Using docker in development can be very convenient, but running your actual app (you know, the one you’re coding) in docker introduces various headaches.
What genuinely surprises me, is that often teams don’t consider the obvious: just run your app directly on your machine. I find it to be the sweet spot of dev setup. Let’s see what it would look like.
Create a docker-compose.yml
file in your app’s root and only declare your databases in it. For example, this file gives you
localhost:5432
localhost:6379
localhost:9000
version: '3'
services:
postgres:
image: postgres:10.3-alpine
ports:
- "5432:5432"
volumes:
- postgres-data:/var/lib/postgresql/data
redis:
image: redis:3.2.11-alpine
ports:
- "6379:6379"
volumes:
- redis-data:/data
minio:
image: minio/minio
volumes:
- minio-data:/data
ports:
- "9000:9000"
entrypoint: sh
command: -c "mkdir -p /data/dev /data/test && /usr/bin/minio server /data"
environment:
MINIO_ACCESS_KEY: access_key
MINIO_SECRET_KEY: secret_key
volumes:
postgres-data:
redis-data:
minio-data:
Create a .tool-versions
file in app’s root. Here’s an example for elixir and node setup.
elixir 1.6.4-otp-20
erlang 20.2.4
nodejs 10.8.0
Asdf is like rvm, nvm, and other version managers combined. It has an extensive list of things it can manage.

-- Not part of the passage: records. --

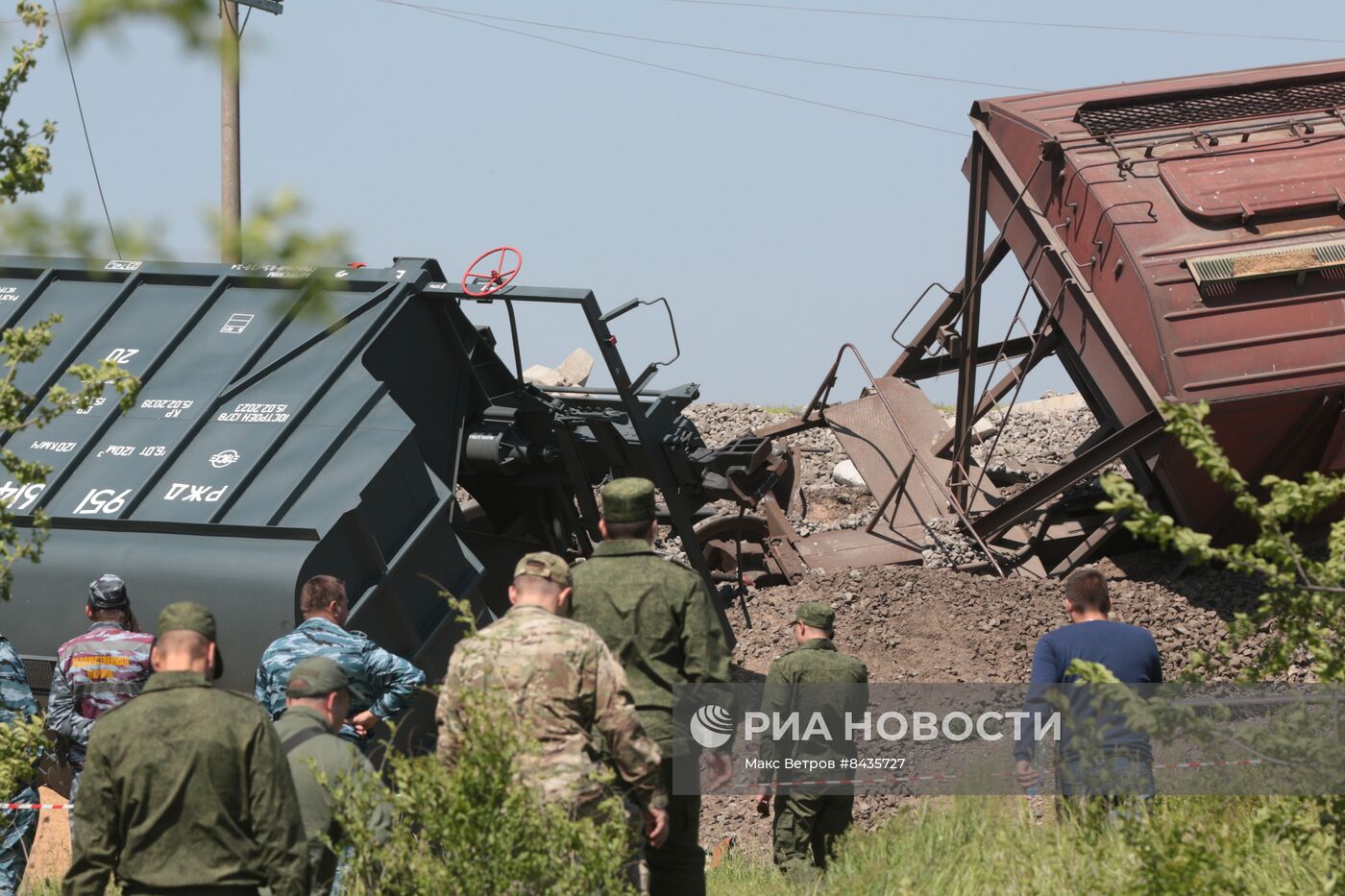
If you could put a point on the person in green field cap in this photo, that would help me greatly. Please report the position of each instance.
(185, 788)
(659, 620)
(569, 693)
(811, 678)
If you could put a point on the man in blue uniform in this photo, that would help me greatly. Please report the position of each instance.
(98, 670)
(380, 684)
(1125, 763)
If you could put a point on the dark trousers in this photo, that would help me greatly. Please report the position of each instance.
(807, 828)
(678, 866)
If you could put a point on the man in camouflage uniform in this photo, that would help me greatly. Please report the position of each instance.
(318, 698)
(380, 684)
(185, 788)
(562, 684)
(97, 671)
(19, 825)
(658, 619)
(811, 678)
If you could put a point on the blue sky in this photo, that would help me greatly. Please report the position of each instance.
(776, 228)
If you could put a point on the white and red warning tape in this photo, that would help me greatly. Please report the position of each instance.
(938, 778)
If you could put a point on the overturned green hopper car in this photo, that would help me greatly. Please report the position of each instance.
(295, 423)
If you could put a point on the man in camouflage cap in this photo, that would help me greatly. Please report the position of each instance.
(382, 684)
(20, 825)
(659, 620)
(811, 678)
(562, 684)
(185, 787)
(318, 701)
(96, 671)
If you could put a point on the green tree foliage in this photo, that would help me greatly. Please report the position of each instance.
(475, 828)
(1302, 606)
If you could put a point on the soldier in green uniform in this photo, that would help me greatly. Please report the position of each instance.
(568, 690)
(185, 788)
(318, 701)
(813, 677)
(659, 620)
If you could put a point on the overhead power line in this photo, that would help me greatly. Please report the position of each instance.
(732, 50)
(83, 124)
(1025, 23)
(672, 69)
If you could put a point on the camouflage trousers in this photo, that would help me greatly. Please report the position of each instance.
(678, 865)
(20, 828)
(806, 829)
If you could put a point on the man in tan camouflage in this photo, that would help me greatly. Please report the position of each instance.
(562, 684)
(658, 618)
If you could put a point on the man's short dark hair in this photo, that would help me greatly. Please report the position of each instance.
(638, 529)
(1087, 590)
(320, 593)
(120, 617)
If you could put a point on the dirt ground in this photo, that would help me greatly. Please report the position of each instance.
(910, 623)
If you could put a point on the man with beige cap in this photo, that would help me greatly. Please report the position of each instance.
(185, 787)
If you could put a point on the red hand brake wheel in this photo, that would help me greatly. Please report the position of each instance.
(500, 272)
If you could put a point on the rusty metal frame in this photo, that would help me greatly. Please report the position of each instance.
(824, 389)
(977, 213)
(1085, 465)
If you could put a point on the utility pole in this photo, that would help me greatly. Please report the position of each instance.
(231, 200)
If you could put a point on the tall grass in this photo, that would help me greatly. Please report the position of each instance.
(995, 845)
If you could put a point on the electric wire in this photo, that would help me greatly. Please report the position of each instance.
(733, 51)
(675, 70)
(84, 124)
(1025, 23)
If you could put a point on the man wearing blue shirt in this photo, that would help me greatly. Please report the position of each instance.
(1125, 765)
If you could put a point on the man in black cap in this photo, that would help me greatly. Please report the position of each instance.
(98, 670)
(185, 788)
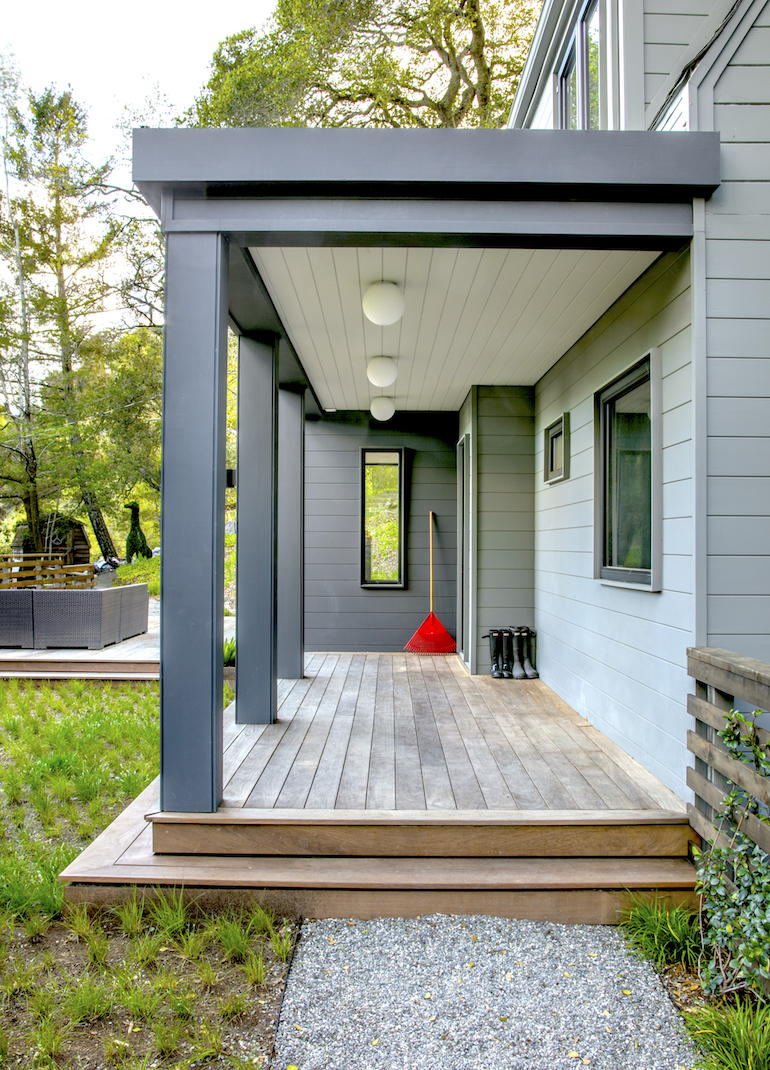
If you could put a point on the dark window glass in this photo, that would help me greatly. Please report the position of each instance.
(579, 81)
(569, 94)
(591, 66)
(627, 439)
(382, 516)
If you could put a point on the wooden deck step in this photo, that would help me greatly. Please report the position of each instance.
(477, 834)
(413, 874)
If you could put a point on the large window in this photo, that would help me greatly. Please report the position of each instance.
(628, 477)
(383, 518)
(579, 78)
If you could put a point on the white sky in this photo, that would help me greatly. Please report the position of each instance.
(114, 55)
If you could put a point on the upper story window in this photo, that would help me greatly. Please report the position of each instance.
(579, 78)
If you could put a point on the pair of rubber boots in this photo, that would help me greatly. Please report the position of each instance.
(509, 651)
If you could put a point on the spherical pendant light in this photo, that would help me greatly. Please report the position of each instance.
(382, 370)
(382, 408)
(383, 303)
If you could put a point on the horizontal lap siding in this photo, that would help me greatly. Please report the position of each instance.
(738, 346)
(670, 26)
(618, 656)
(505, 504)
(339, 613)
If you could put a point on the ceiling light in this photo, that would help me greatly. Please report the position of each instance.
(382, 371)
(383, 303)
(382, 408)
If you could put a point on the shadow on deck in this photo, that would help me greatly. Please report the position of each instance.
(396, 784)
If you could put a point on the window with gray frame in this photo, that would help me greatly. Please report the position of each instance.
(383, 518)
(556, 449)
(627, 477)
(579, 77)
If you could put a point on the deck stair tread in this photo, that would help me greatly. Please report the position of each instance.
(402, 873)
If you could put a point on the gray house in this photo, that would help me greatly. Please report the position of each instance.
(579, 381)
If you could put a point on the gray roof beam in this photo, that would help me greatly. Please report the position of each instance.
(587, 164)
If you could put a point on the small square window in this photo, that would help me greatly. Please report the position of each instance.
(556, 449)
(383, 563)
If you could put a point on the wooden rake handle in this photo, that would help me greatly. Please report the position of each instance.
(430, 537)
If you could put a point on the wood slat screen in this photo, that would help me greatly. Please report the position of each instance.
(43, 570)
(722, 677)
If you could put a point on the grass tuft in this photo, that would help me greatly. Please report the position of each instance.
(234, 937)
(663, 934)
(732, 1037)
(169, 914)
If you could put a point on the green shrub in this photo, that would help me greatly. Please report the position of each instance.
(663, 934)
(142, 570)
(732, 1038)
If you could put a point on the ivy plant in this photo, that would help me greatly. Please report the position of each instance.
(734, 881)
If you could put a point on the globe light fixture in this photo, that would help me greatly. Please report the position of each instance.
(383, 303)
(382, 371)
(382, 408)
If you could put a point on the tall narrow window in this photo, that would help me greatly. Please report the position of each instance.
(579, 79)
(626, 429)
(383, 518)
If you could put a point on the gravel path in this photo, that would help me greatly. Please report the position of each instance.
(473, 993)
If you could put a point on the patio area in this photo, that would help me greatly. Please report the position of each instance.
(400, 784)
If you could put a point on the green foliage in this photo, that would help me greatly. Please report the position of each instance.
(143, 570)
(378, 63)
(169, 913)
(664, 934)
(99, 738)
(732, 1037)
(734, 881)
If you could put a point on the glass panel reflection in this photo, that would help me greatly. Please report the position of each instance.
(382, 517)
(629, 472)
(591, 62)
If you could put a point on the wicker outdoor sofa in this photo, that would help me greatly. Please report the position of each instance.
(39, 618)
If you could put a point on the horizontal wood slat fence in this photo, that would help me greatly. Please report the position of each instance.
(720, 678)
(43, 570)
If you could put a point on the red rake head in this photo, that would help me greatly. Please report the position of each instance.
(431, 638)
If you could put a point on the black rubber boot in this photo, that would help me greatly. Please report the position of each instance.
(506, 643)
(527, 644)
(495, 653)
(518, 671)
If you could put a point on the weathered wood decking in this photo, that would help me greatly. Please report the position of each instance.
(401, 732)
(397, 783)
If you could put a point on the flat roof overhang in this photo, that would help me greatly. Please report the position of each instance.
(479, 188)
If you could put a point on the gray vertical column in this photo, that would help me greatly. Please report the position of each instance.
(256, 689)
(291, 535)
(193, 522)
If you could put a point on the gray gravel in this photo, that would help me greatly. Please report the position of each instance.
(473, 993)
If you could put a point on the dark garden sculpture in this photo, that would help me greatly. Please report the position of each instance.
(136, 544)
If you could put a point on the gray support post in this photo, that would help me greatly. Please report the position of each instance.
(291, 534)
(256, 688)
(193, 522)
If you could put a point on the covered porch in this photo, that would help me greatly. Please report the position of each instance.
(396, 784)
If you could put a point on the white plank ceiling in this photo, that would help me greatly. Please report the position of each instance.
(491, 317)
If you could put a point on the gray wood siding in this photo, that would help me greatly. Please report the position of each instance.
(339, 613)
(618, 655)
(505, 502)
(668, 28)
(738, 346)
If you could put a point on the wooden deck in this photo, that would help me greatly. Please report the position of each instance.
(136, 658)
(400, 784)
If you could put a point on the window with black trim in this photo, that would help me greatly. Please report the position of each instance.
(556, 449)
(579, 77)
(383, 560)
(627, 477)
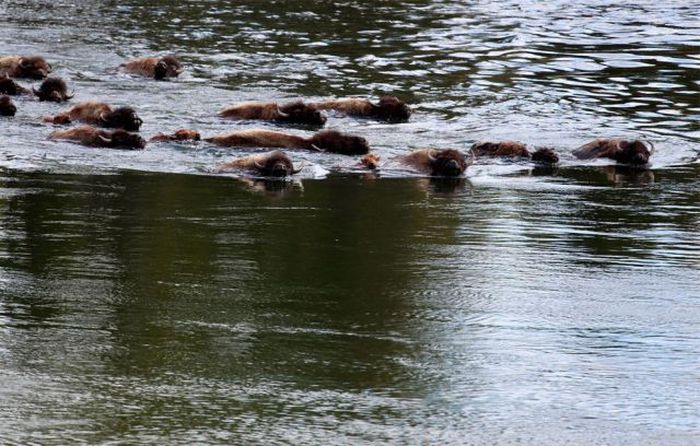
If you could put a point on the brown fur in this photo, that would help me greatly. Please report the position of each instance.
(155, 67)
(500, 149)
(260, 138)
(370, 161)
(389, 108)
(514, 150)
(443, 163)
(297, 112)
(34, 67)
(327, 141)
(99, 113)
(180, 135)
(10, 87)
(623, 151)
(7, 108)
(53, 89)
(94, 137)
(271, 164)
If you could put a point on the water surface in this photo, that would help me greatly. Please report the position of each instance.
(144, 300)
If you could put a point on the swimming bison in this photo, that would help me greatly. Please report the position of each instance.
(179, 135)
(325, 141)
(10, 87)
(294, 112)
(271, 164)
(94, 137)
(389, 108)
(99, 113)
(514, 150)
(7, 108)
(34, 67)
(53, 89)
(623, 151)
(156, 67)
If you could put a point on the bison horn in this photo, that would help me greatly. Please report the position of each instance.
(471, 158)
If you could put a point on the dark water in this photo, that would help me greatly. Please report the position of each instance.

Now you can bootstrap the application by running
asdf install
docker-compose up
and in another terminal you run the app itself:
mix phx.server
That’s it. Now you have the benefit of quick and simple dev setup without giving up all the convenience of interacting with your app directly, without containers in the middle.
The cool part is that your database.yml
can be committed to the repo, it will always look the same:
default: &default
adapter: postgresql
username: postgres
host: localhost
development:
<<: *default
database: myapp_dev
test:
<<: *default
database: myapp_test
production:
<<: *default
database: myapp
However, there’s a minor issue when using this setup in Rails. You might get an error when trying to install the pg gem or run a rake db:structure:dump
command. Both of these actions rely on postgres being installed locally. To work around it simply add postgres to your .tool-versions
— asdf supports it. You will not be actually running this postgres, only using its cli as a client, and satisfying pg’s dependencies.